Friday, November 12, 2010

Holding Out or Getting Hitched

Some things are easier to say when you’re at a certain station in life. And some words may come off as cheap when shouted from a particular step on life’s ladder. If you’re a published author, telling aspiring authors to hold out when it comes to agents, publishing contracts or movie deals--that they should know their own value--may sound laughable.

Especially if you’re an aspiring author who has already earned a bunch of form rejections as the only result of your hard work.

Hitching your wagon to someone else’s star may sound like an appealing alternative. We all want to believe we have someone in our corner, even in the sometimes antisocial business of writing.

And publishing is a brutal business—very few of us will tell you otherwise. So I’m not going to judge the aspiring authors who have taken up James Frey on his offer to help kick-start their careers (in a very roundabout and sneaky manner) but I am going to suggest there are other ways to succeed in this business.

Why does this matter to me? I have a book deal and I took a unconventional route getting it, too. Unfortunately I can’t give you the details of why this matters so much to me.
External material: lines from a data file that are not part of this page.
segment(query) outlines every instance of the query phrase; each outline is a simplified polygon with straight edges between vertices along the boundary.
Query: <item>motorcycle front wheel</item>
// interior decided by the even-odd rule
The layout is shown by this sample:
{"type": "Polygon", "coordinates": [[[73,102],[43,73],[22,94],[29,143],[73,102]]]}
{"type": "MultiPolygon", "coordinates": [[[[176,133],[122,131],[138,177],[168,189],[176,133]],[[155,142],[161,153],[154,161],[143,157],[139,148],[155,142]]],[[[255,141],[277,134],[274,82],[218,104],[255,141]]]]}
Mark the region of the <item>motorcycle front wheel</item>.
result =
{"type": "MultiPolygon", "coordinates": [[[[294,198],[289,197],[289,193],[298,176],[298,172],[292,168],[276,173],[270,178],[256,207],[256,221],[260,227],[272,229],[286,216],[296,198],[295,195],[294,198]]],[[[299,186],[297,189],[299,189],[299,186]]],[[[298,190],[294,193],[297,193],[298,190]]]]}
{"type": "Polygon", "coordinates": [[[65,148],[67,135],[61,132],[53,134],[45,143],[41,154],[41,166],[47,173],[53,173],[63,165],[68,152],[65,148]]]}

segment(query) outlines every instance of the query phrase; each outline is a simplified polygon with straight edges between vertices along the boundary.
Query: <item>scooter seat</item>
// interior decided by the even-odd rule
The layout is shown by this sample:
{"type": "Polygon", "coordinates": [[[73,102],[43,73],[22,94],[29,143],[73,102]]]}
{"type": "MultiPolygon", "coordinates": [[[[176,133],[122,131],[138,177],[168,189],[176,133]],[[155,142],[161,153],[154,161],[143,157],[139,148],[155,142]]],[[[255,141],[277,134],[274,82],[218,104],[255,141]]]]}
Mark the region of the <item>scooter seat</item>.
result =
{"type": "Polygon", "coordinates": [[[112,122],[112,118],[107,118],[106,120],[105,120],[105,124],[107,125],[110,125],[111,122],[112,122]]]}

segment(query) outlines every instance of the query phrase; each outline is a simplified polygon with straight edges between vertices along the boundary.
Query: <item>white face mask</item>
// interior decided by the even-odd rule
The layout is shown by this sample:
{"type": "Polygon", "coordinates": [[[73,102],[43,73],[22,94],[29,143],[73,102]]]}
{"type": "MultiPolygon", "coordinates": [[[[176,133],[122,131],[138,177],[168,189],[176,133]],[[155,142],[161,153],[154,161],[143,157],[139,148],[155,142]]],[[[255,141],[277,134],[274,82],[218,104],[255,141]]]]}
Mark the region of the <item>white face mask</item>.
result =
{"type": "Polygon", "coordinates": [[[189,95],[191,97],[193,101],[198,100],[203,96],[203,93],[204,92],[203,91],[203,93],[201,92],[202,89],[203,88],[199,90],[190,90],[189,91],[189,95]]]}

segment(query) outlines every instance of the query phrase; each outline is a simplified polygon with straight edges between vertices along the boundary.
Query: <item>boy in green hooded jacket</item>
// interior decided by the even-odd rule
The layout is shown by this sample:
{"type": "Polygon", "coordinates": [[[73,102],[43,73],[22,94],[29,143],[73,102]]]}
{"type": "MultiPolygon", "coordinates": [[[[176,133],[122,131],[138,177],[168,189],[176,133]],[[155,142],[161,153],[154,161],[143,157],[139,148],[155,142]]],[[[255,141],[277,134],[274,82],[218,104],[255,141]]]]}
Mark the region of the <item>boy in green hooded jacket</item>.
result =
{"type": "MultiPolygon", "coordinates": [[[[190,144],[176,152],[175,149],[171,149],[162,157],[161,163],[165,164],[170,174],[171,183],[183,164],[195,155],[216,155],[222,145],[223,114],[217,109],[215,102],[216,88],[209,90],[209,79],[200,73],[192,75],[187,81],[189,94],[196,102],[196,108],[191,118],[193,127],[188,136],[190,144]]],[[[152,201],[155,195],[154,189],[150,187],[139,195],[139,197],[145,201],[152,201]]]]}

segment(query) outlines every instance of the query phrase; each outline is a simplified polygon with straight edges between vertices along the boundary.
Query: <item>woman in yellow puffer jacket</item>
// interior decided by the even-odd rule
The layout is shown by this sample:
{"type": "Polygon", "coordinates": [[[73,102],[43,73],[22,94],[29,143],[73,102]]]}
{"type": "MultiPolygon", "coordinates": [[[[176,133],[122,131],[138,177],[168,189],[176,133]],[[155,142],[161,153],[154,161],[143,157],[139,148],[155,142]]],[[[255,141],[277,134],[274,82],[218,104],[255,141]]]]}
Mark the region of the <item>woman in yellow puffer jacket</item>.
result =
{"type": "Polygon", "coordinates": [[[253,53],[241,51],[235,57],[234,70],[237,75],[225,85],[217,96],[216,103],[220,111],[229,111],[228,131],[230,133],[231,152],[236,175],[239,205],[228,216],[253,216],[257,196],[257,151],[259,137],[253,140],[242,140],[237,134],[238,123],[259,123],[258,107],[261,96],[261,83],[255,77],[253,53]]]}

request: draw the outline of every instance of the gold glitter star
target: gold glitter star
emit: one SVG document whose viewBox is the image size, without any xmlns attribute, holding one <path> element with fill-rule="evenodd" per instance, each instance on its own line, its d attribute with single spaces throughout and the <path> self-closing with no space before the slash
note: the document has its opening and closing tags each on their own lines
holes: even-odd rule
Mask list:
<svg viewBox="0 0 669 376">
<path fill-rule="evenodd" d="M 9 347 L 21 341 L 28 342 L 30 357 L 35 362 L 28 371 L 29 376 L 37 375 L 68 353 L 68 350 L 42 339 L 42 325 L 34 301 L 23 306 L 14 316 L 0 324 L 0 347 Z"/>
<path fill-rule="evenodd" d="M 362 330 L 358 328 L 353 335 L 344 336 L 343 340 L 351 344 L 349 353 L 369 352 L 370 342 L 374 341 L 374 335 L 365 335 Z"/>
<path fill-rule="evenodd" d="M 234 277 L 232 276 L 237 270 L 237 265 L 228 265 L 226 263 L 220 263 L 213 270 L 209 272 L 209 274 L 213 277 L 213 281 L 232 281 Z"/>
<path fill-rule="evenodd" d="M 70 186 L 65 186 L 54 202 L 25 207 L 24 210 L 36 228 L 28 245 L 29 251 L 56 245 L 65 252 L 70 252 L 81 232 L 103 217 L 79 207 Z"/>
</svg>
I can say that certain situations have caused me to become an even stronger advocate of fair contracts for authors (and this has nothing to do with my publisher—they’re great).

All I can tell you is as often as I’ve preached that there is no one right way to reach your dreams of publication, giving up all your rights (or even most) and most importantly giving up YOUR VOICE about any aspect of your journey is a crippling way to go about it. Your voice is that thing wedged right next to your heart (doctors have it wrong on the charts—at least for writers). It’s the reason we do what we do—location, location, location. If voice and heart didn’t touch so frequently we’d never put our books—our babies in so many ways—in a position where they’d be eagerly discarded, raised with love or torn apart.

As an author you decide what your words are worth and what you’re happy settling for (or you don’t settle). If you’re happy publishing a book just for family members—awesome! Do it. E-publishing is what you want instead? Great! Pursue it. Small press? Cool. Oh, you’ll only feel truly successful if you’re picked up by a NYC house? Okay—start working on it and focus your passion and hone your skills so you get there. Your goals and mine (and nearly every author’s are different—and that’s good). Do what makes you happy. Chase YOUR dream, not someone else’s.

But while you chase your dream, watch out for the snares along the path. Having never met James Frey, I can only go on what I’m seeing about him in the media. Go. Read. Form your own opinion. In my opinion, you can tell a lot about a person based on the contract they offer (and any subsequent addendum). You can tell how badly they’ve been hurt before, how much they trust now, and how desperate they are to protect themselves. Or to grow an empire based on the work of others hungry to make their own mark. It’s like reading reviews for a book—the reviewer has no idea how much they’re saying about him or herself when they write their opinion down.

So, in short: know your dream, set your goals and avoid the snares so you keep your voice powerful. And good luck!



ladystorm said...

I'm a aspiring author and I think I will just go about things the old fashioned way and if I ever get a book published then it was ment to be but doing things with James Frey is just giving him a bunch of glory and not really yourself..its horrible.

Shannon Delany said...

I agree, ladystorm--just don't want to judge the ones who've done it--I know lots of aspiring authors who'd consider doing it on their darkest days.

Good luck!

Saranna DeWylde said...

Yes! Don't be afraid to do what you think is best for your career and your goals. Even if it means walking away from something others might snatch with both hands.